For each simulation, eight separate datasets (four classes for each zygosity group) were generated and merged into MZ and DZ twin datasets. An overview of the simulation designs are provided in Table 1. To model different degrees of heterogeneity, simulations were completed with varying proportions of concordant and discordant twin pairs at fixed parameter values. These values were chosen to explore the feasibility of this mixture model rather than to exhaustively explore the multidimensional space.
A measure of entropy was used to evaluate the accuracy with which we can probabilistically assign individuals to classes based on the results of fitting the mixDoC model. The relative entropy index (Ramaswamy et al., 1993) is expressed as:
$$Ent=1-\frac{\sum _{i=1}^{N}\sum _{i=C}^{C}-{p}_{iC}ln{p}_{iC}}{NlnC}$$
2
where C is the number of classes, pic is the estimated posterior probability for individual i in class C, N is the number of observations. Entropy values range from zero to one, where values closer to one indicate better classification, meaning that the posterior probabilities approach zero or one. To evaluate the entropy of the mixture model, we used parameter estimates averaged from 1,000 replications. Parameters that we varied include: i) strength of the causal effects; ii) class means; iii) modes of inheritance; and iv) presence of genetic confounding.
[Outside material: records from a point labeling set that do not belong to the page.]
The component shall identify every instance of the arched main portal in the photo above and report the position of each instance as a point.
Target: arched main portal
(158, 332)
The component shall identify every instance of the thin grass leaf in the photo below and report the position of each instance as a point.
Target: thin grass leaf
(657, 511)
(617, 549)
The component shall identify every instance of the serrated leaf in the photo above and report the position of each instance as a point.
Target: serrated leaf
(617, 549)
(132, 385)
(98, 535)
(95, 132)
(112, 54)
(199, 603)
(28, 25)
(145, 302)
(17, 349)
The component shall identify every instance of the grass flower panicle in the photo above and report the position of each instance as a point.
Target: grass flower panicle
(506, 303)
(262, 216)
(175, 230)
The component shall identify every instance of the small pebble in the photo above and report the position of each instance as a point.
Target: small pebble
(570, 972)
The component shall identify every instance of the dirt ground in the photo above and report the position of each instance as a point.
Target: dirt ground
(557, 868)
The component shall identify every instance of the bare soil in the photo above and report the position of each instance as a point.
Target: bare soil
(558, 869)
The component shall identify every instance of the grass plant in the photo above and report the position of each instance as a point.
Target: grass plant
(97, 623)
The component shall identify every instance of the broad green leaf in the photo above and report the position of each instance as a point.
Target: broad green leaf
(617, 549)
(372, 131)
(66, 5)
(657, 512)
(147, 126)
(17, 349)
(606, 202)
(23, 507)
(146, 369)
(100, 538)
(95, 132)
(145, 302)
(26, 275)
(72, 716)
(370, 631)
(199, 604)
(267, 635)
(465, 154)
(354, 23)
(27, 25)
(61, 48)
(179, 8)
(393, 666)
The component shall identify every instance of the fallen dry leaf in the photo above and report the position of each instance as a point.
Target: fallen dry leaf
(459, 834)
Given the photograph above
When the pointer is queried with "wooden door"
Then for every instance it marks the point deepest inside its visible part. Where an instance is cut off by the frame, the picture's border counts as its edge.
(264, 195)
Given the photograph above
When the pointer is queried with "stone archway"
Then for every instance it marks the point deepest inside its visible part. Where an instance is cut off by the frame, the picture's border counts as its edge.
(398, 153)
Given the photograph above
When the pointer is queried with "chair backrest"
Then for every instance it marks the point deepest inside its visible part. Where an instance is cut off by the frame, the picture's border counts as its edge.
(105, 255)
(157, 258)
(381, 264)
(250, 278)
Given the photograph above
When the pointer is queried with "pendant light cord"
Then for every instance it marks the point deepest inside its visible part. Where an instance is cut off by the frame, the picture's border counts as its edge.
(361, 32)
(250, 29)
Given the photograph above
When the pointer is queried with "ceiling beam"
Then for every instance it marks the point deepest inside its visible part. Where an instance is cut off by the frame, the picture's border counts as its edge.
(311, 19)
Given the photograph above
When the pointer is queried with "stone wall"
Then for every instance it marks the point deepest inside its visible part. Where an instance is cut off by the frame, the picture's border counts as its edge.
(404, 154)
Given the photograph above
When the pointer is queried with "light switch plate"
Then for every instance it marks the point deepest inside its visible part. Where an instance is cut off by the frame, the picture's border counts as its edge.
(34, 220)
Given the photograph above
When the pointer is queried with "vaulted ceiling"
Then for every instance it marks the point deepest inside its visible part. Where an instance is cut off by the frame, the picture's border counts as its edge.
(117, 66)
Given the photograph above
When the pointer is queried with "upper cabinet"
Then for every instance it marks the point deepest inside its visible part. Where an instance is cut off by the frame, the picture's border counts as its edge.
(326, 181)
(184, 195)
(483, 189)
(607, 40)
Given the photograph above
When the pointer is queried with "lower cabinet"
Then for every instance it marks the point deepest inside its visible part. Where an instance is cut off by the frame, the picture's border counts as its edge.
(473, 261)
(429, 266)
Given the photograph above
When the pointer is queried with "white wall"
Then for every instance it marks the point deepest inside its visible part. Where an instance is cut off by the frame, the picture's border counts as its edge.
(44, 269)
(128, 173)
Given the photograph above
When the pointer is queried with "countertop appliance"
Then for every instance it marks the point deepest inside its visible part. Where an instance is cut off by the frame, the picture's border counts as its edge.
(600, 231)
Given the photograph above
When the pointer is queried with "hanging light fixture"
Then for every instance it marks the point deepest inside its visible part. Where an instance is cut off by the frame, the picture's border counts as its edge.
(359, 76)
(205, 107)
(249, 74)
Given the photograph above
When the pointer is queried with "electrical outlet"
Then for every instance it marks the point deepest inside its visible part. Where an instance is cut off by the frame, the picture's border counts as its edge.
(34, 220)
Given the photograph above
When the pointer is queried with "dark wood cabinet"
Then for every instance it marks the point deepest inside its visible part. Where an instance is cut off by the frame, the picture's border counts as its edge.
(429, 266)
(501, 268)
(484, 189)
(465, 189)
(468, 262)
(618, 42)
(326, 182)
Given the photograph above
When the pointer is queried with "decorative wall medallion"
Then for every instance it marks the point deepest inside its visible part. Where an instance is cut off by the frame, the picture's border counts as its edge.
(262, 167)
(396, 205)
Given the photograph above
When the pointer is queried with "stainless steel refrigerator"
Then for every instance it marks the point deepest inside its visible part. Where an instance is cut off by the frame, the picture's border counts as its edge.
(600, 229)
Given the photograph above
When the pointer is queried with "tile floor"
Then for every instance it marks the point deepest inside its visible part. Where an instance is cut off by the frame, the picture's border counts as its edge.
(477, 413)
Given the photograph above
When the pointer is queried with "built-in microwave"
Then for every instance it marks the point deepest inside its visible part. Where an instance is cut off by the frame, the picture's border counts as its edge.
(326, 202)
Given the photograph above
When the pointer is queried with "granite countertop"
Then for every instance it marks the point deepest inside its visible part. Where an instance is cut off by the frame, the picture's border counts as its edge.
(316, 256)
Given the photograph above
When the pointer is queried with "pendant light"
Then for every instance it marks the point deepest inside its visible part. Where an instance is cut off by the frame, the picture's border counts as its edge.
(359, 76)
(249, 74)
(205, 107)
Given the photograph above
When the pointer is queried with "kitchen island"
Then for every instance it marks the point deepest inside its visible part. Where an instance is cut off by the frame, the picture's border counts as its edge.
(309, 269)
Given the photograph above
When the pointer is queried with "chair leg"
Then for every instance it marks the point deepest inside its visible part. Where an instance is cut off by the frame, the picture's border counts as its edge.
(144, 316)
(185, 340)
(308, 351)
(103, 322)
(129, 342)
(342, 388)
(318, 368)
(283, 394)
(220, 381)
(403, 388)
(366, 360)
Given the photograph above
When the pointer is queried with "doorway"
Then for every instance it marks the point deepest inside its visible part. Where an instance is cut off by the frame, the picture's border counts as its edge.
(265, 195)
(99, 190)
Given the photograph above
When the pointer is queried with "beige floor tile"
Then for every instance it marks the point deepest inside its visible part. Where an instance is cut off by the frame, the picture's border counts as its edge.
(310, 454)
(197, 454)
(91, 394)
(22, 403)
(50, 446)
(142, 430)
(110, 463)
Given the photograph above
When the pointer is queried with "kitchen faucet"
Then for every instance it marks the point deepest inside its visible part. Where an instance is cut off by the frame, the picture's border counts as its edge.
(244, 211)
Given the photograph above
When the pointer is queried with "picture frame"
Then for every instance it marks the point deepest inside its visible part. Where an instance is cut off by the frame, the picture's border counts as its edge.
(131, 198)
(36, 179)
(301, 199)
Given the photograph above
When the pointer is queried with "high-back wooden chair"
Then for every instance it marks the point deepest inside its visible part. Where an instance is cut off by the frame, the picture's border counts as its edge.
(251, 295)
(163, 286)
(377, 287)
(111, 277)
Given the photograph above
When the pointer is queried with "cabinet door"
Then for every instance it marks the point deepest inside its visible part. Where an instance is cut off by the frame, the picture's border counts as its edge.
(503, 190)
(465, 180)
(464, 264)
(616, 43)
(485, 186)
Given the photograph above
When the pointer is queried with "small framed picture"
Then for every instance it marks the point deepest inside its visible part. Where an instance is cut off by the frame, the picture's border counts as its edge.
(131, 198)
We fitted the following models to each dataset: i) the novel 4-class-per-zygosity mixture distribution (4-class); ii) the concordant-pairs-only reduced mixture model (2-class); iii) non-mixture X causes Y DoC; iv) non-mixture Y causes X DoC; v) non-mixture bidirectional DoC; and vi) non-mixture bivariate ACE model with rA, rC, and rE estimated, i.e., trait covariance is entirely due to the sharing of A, C, and E factors.